With a market share of 50%, QVC is one of the 10 largest mail-order companies in Germany. QVC is spread over four locations: Düsseldorf in Hafen, with the administration, purchasing and studio; Hückelhoven with the distribution center, Kassel and Bochum with the QVC call center.

==History==
The program is received in 37.5 million households in Germany and Austria via cable and satellite. In addition, QVC's product range since 2002, has been available via the Internet across Europe. In Germany, QVC began its program with a daily eight-hour live broadcasts and since 1 October 2003 24 hours live. Only from 14:00 Christmas Eve until 9:00 Christmas Day are repeats aired instead of live broadcasts. Since March 1, 2010 QVC Germany broadcast in the ratio 16:9. Since March 16, 2012 starting QVC Germany, Channel two "QVC Beauty & Style".

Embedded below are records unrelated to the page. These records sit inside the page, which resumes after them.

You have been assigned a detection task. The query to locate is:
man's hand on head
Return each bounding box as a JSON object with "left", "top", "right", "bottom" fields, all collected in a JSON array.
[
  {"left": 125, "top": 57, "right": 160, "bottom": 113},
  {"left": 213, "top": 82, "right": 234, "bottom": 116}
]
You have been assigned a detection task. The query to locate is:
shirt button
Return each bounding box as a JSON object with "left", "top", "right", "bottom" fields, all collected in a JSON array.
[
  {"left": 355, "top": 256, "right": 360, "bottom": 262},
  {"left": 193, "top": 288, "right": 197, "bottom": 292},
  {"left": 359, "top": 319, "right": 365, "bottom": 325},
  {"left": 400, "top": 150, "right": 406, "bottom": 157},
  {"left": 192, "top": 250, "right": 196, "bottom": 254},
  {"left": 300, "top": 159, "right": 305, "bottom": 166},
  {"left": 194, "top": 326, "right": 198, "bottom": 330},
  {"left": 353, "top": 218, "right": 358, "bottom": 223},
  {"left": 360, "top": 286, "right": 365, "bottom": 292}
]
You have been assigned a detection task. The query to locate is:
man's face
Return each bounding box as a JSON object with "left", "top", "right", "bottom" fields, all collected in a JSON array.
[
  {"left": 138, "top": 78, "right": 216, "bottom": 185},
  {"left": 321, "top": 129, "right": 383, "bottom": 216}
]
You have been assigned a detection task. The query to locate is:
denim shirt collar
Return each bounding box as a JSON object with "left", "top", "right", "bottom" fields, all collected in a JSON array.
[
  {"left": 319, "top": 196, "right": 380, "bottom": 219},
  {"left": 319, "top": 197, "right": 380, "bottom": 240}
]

Starting with September 1, 2010 QVC uses the "Q Logo" which is used for few years in the United States and has an additional channel "QVC Plus".

On November 29, 2013, QVC reduced its live programming to 17 hours a day, from 7am to midnight. 35 jobs were affected as a consequence.

On April 15, 2026, parent company QVC Group warned that it was preparing to file for Chapter 11 bankruptcy as soon as the end of that day, citing steadily viewer declines and debt burdens. QVC Group plans to enter a prepackaged restructuring support agreement with its creditors and exit Chapter 11 bankruptcy within no later than 90 days, or by around July 2026. On April 16, QVC Group filed for Chapter 11 bankruptcy protection in the United States District Court for the Southern District of Texas with plans to reduce over $5 billion in long-term debt, which will allow for the company to continue operating while having over $1 billion in debt remaining.

==Awards==
In October 2005, QVC received the "consignor of the year" from Federation of German mail e. V.